Research Primer

(you can use the PDF version of the Law Student Guide to Free Legal Research if you would like to print this guide)

Legal research is not exciting or glamorous, but it makes up the backbone of a legal practice.  As an added bonus, if you don’t do it right, you’re opening yourself up to malpractice claims.  Good times.

Legal Research Process Flow Chart

Click to Enlarge

Legal Research in Ten Easy Steps

(1) NARROW YOUR TOPIC. Begin by thinking to yourself, “What question am I trying to answer?”  Legal problems are tricky and full of complex situations. It’s easy to be distracted by facts or parts that are not relevant.

(2) BRAINSTORM. Start brainstorming a list of relevant keywords and concepts.  You should think of similar terms (such as murder -> manslaughter -> homicide) as well as expand and narrow (such as car -> automobile or truck -> dump truck).  The more you generate, the better your chances for creating a search that will find you the appropriate law.  You may have to repeat this step several times if you don’t get sufficient answers from your initial searches.

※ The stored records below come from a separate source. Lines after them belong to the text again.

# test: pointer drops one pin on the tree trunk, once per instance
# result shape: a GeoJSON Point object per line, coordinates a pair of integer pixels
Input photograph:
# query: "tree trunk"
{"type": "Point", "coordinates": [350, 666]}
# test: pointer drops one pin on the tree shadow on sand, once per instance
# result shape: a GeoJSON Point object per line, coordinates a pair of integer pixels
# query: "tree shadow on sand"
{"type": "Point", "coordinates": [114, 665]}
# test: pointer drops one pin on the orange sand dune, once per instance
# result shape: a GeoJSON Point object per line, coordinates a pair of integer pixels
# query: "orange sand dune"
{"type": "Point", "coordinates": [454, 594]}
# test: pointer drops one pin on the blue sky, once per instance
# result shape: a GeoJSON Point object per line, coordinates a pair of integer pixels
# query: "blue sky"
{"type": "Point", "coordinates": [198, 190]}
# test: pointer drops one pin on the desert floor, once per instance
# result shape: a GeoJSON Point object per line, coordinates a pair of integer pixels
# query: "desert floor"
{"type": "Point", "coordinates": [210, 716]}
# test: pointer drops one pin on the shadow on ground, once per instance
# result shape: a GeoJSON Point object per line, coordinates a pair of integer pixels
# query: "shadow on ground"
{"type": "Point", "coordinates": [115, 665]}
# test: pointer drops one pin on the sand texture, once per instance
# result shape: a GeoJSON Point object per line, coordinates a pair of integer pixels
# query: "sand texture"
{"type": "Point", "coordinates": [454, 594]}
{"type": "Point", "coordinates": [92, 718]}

(3) TYPE OF LAW? Think about what type of law will answer your question.  For example, is this an area like the environment or medicine that an agency would control?  If so, you’d look in regulations.   There’s no hard and fast guide to this and many legal questions will be covered by a variety of laws.  Also, it’s something that you get better at with practice.  When in doubt, start your research with a secondary source like a law review article or encyclopedia.  These will point you towards the type of law that you should be searching and explain the issues in detail. They may even give you the major laws or cases that cover the issue.

(4) JURISDICTION Narrowing down the jurisdiction that you should search in makes practical sense because it cuts down the amount of material that you have to sort through, but also is legally proper because of stare decisis.  This should be relatively easy.

(5) SEARCH Using the terms you came up with in Step 2, search primary law.  Depending on which provider you use, you may be able to narrow your search using Boolean operators such as “and” “not” and “or”.   When looking at regulations or codes, you may find it easier to look at the table of contents and browse to a specific title or section before searching.

(6) STOP SEARCHING If you keep coming across the same law or answer to your question, you can be fairly sure that you’ve gotten the relevant laws.

(7) UPDATE Unfortunately, there aren’t many free citators available, especially for case law, so you may have to rely upon a commercial service such as Shepards or KeyCite.  Statutory and regulations can be updated via slip laws (statutes) and lists of sections affected (regulations).

(8) FORMAT Determine who your audience is. Are you writing an appellate brief? A memo for a partner? An academic paper?  There are several free sources of forms that may help you construct the document.

(9) CITE CORRECTLY No matter what you’re writing, the purpose is so that someone else – judge, partner, professor – can find the law that you’ve diligently researched and compiled.  So you need to put it in the correct citation format. Be aware that most courts use local rules for citations.